Hammoud, whose family hails from Lebanon, tells TIME that he didn’t set out for Dearborn to be the first. In fact, he says it wasn’t until after the news was announced that he realized that the city was even setting a precedent. (Representatives from the Council on American Islamic Relations, a U.S.-based Muslim civil rights and advocacy group, confirmed that Dearborn is the first U.S. city to do this.) Rather, the reasons that the mayor cites for giving municipal employees time off on Eid al-Fitr—which translates to “the festival of breaking the fast” in Arabic—are more practical.

Dearborn is known as the Arab capital of North America for its high concentration of Lebanese, Syrian, Palestinian, Iraqi, and Yemeni communities, and the city claims the largest American Muslim population per capita, as well as the country’s largest mosque. For this reason, many of Hammoud’s constituents, as well as many of the city’s employees, are Muslim.

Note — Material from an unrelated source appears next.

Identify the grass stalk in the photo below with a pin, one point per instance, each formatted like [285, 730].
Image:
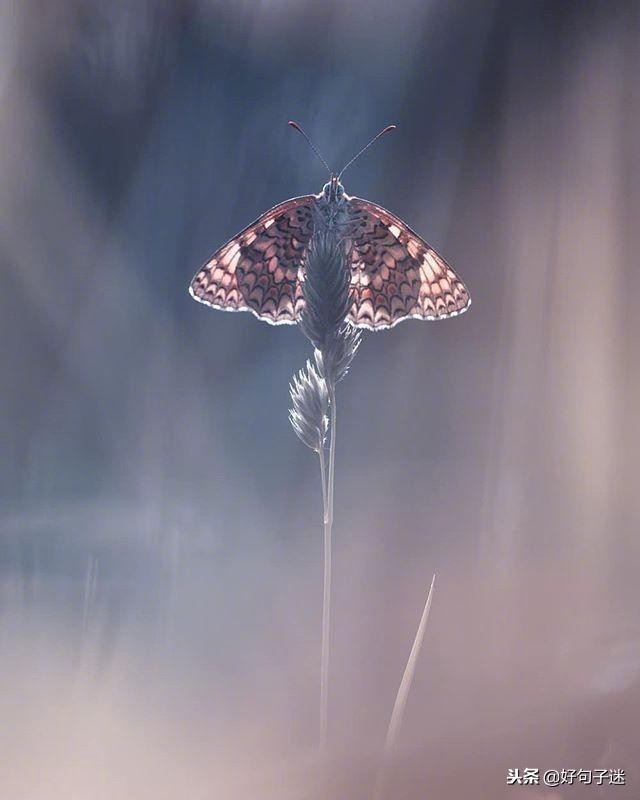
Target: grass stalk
[328, 484]
[401, 698]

When the city entered into labor negotiations with its employees last year, Hammoud says it only made sense to offer employees Eid al-Fitr as well as the Islamic festival of Eid al-Adha, which takes place in the summer, as two additional paid holidays to join the likes of Thanksgiving, Christmas, and Good Friday.

“I’m taking off with my family, employees tend to take off with their families,” says Hammoud of the three-day Eid al-Fitr, which is expected to begin on Friday, Apr. 21. “I think it’s time we modeled that, in the city of Dearborn where we are trying to hire an inclusive and diverse workforce, we should be recognizing their holidays and their faith traditions as well.”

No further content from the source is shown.